Doctoral Dissertations

Date of Award


Degree Type


Degree Name

Doctor of Philosophy


Higher Education Administration

Major Professor

Norma Mertz

Committee Members

E. Grady Bogue, Ralph Brockett, Lane Morris


Educational assistance programs have existed in the United States since as early as 1952. These programs, in which employers pay for employees to complete post-secondary coursework, are popular among employers as recruitment and retention tools (Babcock, 2009; Buddin & Kapur, 2002; Cappelli, 2004; Manchester, 2008; Meisler, 2004; SHRM, 2009). They are viewed by employees as a means to accomplish personal goals (Jacobs, Skillings, & Yu, 2001). Yet, at last count, only 8% to 9% of eligible employees participated in classes through educational assistance (General Accounting Office, 1996). Little is known about why employees choose not to participate in educational assistance programs, nor about the role of the supervisor in non-participation decisions. The purpose of the study was to examine the impact of supervisor support on non-participation in an educational assistance program.

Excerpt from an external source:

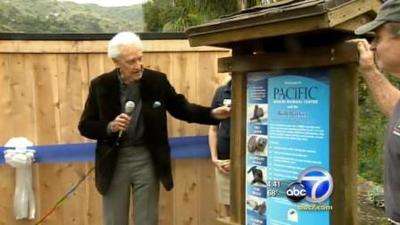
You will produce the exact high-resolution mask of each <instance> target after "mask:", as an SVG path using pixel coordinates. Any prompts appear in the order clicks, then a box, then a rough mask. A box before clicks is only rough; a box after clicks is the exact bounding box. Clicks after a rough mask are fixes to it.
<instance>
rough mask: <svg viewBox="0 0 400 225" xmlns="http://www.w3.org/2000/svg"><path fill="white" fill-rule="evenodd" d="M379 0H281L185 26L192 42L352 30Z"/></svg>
mask: <svg viewBox="0 0 400 225" xmlns="http://www.w3.org/2000/svg"><path fill="white" fill-rule="evenodd" d="M379 6H380V1H379V0H350V1H349V0H282V1H279V2H275V3H272V4H270V5H266V6H256V7H253V8H249V9H245V10H242V11H241V12H238V13H234V14H231V15H227V16H223V17H221V18H219V19H217V20H214V21H212V22H209V23H206V24H202V25H199V26H194V27H190V28H189V29H188V30H187V32H186V33H187V34H188V37H189V41H190V44H191V45H192V46H201V45H212V46H220V47H230V46H232V43H235V42H240V41H248V40H254V39H260V38H262V39H264V38H270V37H276V36H284V35H290V34H299V33H305V32H311V31H316V30H319V31H336V32H343V33H353V31H354V29H355V28H356V27H358V26H359V25H360V24H363V23H365V22H367V21H370V20H371V19H372V18H374V17H375V15H376V12H377V10H378V8H379Z"/></svg>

Data were collected through interviews with 15 university employees who had not taken free college classes through a university’s educational assistance program. The researcher analyzed and coded transcripts on an individual basis and then comparatively to identify emergent themes and categories. It was found that these participants chose not to participate in educational assistance due to four reasons: time constraints, early career financial concerns, past educational experiences, and lack of interest, with time constraints as the predominant reason. This finding was fairly consistent with the existing research and literature. It was further found that supervisors did not play a role, or played a minor role, in the decision not to participate. This finding was surprising, in that the literature suggests that supervisors play a significant role in employee development decisions.

Cross’s (1981) Chain of Response (COR) Model was utilized as a conceptual framework for the study, and proved helpful in identifying processes and relationships underlying participants’ non-participation decisions. It also provided a means through which to consider the interplay between individual motivation and environmental factors in participation decisions.